Local-Order Auxiliary Losses Can Improve Autoencoder Reconstruction
arXiv:2504.04202v4 Announce Type: replace
Abstract: Mean-squared error is the default objective for training autoencoders, yet compressed reconstructions often depend not only on pointwise accuracy but also on preserving local spatial order. We study whether structural auxiliary losses can improve, rather than trade off against, MSE in finite-capacity autoencoders. We introduce finite-difference sign error (FDSE), a local-order auxiliary objective that penalizes disagreements between the signs of neighboring finite differences in the target and reconstruction. FDSE is simple, architecture-agnostic, and differentiable through smooth sign surrogates. Across four tensor reconstruction tasks, we find that moderate mixtures of MSE and FDSE can substantially reduce validation MSE relative to pure MSE training.

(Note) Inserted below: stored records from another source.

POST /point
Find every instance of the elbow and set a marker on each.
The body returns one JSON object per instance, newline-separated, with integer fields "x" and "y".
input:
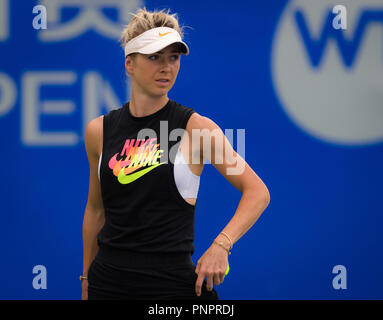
{"x": 267, "y": 197}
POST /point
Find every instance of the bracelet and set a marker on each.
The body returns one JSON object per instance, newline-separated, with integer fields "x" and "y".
{"x": 231, "y": 242}
{"x": 221, "y": 245}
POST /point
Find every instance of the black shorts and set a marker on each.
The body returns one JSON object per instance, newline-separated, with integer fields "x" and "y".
{"x": 119, "y": 275}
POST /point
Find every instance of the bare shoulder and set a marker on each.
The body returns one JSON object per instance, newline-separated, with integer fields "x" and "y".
{"x": 196, "y": 121}
{"x": 93, "y": 136}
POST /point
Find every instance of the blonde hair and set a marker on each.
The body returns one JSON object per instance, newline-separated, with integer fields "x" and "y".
{"x": 145, "y": 20}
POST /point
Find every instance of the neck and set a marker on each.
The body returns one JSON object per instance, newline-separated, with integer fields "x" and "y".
{"x": 143, "y": 105}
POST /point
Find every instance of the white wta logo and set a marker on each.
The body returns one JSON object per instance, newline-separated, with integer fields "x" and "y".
{"x": 328, "y": 80}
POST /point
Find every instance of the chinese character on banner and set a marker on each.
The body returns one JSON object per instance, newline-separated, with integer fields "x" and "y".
{"x": 90, "y": 17}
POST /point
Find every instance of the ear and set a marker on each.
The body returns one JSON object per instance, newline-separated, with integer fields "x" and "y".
{"x": 129, "y": 64}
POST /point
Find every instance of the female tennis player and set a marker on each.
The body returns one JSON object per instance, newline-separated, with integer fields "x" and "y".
{"x": 145, "y": 165}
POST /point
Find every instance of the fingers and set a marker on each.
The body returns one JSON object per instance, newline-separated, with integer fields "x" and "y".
{"x": 198, "y": 284}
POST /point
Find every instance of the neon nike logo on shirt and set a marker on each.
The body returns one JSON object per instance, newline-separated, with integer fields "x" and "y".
{"x": 125, "y": 179}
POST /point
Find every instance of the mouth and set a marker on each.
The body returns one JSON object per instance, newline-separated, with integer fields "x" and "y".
{"x": 162, "y": 81}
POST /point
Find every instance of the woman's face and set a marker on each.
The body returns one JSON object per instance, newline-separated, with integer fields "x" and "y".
{"x": 146, "y": 70}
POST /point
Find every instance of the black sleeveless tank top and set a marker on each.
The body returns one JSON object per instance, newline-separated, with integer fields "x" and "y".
{"x": 144, "y": 212}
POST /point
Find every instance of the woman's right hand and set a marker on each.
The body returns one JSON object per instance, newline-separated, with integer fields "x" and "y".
{"x": 84, "y": 290}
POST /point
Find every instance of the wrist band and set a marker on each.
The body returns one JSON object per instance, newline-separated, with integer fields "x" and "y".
{"x": 231, "y": 242}
{"x": 221, "y": 245}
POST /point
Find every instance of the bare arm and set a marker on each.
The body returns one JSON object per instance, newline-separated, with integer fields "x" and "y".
{"x": 94, "y": 217}
{"x": 214, "y": 146}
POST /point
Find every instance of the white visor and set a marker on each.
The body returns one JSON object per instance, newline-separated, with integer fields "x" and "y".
{"x": 154, "y": 40}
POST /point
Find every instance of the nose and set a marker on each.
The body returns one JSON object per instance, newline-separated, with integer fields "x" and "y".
{"x": 165, "y": 66}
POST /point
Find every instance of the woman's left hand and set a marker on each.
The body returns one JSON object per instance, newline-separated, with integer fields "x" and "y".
{"x": 211, "y": 265}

In coefficient sweeps, FDSE mixtures reduce validation MSE by 2.3$\times$--7.0$\times$ over pure MSE on these tasks, while comparisons with other auxiliary objectives show FDSE to be among the strongest structural objectives tested. The effect is not universal: pure FDSE performs poorly, and gains are largest for coherent spatial fields where local order carries information about the underlying signal. These results suggest that, in compressed-latent reconstruction, appropriately weighted local-structure supervision can guide optimization toward solutions with better pointwise accuracy, rather than merely improving perceptual or structural metrics at MSE's expense.